This site is a class blog space for new Career and Technical Specializations and Heathcare Science teachers enrolled in the New Teacher Institute (NTI) at Georgia State University in Atlanta, Georgia.
Monday, September 3, 2012
Hearing the Heart Beat
Last year, in my second level class, I held most of the lab time for the end of the semester. This was due partly to my own reservations about how the class should be structured and how I would handle 30 students in a less formal setting. This year, I knew to break-up the monotony of academics with hand-on exercises and how that would help the students to persevere through the more academically challenging material. So starting the second week of school, the students were in the lab using scales and stethoscopes.

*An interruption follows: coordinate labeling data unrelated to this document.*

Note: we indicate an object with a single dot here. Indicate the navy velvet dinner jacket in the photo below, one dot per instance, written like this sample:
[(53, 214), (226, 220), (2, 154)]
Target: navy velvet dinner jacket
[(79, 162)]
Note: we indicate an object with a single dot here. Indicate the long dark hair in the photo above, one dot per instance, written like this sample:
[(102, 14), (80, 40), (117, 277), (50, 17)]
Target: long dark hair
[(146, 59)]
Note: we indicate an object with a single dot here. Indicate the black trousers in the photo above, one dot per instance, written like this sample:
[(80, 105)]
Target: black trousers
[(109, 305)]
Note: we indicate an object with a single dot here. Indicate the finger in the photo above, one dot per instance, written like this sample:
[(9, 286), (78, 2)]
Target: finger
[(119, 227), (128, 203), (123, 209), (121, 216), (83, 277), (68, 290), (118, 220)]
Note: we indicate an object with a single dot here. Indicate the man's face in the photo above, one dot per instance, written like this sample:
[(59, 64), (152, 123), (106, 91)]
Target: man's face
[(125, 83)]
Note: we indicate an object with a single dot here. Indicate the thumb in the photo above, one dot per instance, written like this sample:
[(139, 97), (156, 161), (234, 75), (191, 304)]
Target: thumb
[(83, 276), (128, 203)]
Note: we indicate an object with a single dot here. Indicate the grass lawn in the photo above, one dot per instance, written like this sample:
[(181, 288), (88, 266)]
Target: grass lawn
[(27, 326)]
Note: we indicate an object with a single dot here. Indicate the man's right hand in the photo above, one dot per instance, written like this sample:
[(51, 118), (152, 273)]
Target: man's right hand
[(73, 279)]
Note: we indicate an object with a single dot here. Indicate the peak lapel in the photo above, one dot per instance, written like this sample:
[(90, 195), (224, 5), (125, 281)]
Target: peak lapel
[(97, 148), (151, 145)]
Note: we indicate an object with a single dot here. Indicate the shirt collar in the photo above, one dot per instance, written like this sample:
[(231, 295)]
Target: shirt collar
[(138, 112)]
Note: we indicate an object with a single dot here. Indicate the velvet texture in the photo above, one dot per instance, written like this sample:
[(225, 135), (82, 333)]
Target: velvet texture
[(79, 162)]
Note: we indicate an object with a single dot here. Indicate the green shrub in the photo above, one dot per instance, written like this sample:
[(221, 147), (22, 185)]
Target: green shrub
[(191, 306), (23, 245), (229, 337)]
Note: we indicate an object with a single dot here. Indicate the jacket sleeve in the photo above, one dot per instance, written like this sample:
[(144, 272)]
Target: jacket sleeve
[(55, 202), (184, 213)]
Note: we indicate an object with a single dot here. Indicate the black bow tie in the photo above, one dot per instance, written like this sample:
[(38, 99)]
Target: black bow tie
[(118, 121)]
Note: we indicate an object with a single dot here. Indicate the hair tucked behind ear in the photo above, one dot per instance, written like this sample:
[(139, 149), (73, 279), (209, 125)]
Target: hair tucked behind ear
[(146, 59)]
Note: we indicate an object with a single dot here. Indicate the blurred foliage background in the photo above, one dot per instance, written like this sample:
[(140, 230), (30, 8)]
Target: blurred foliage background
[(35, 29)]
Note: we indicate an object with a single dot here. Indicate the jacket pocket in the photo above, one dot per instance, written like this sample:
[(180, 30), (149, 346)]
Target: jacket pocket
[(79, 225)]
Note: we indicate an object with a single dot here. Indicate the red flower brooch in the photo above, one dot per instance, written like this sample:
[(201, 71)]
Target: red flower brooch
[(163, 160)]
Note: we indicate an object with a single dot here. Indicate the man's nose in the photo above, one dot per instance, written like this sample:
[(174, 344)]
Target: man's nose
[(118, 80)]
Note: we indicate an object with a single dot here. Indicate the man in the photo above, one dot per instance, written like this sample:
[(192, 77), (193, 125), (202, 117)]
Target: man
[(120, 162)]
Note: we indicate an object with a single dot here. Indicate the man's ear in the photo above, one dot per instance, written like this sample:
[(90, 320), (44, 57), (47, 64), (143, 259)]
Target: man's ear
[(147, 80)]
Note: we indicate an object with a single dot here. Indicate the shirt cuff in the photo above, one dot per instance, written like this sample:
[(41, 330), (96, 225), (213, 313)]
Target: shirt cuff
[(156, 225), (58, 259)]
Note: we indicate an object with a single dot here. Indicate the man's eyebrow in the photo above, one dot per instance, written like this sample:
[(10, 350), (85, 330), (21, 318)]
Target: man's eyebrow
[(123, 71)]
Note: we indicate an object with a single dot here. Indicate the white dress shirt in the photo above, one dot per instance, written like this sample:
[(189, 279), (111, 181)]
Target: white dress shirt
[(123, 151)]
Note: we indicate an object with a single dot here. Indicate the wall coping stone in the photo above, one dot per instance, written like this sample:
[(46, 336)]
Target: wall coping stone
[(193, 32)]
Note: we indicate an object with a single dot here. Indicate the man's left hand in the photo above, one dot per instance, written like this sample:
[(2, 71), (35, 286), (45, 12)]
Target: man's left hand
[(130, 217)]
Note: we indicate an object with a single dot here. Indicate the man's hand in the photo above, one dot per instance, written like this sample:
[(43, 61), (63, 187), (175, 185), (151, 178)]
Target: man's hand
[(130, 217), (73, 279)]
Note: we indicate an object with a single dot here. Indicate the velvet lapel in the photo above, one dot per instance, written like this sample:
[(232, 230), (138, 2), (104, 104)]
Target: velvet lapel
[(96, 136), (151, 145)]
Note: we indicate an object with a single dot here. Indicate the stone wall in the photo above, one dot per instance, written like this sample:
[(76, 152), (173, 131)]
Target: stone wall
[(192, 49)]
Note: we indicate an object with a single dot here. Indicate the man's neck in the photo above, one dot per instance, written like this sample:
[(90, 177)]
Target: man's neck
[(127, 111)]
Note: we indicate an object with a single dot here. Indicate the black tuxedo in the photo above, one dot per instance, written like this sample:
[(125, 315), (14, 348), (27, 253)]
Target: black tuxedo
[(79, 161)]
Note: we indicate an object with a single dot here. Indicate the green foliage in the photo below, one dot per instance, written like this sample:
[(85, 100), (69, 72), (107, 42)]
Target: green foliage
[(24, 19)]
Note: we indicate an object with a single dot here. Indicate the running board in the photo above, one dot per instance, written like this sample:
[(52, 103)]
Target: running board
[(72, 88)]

This week, a few lab groups have progressed to the point of attempting to take blood pressures. This is a fairly complicated skill and one that takes a good amount of practice. It can easily be discouraging for a student to observe me doing it and even after multiple repetitions themselves not be able to hear the pulse sound that determines blood pressure. It's that point, when they are teetering on the edge of giving-up, that I stepped-in this week and said, "Let's do it together". The student and I used a training stethoscope so that we both could hear, and I took the volunteer's blood pressure. I gave a hand signal to signify when I heard the pulse sound beginning and ending. When the students could hear along with me, and then tried again, they could more often hear the sound for themselves. It's that moment, when their eyes light-up, saying in a facial expression so much more fluently than words, "I heard it, I can do this." that makes me say to myself, "Today, I was a teacher."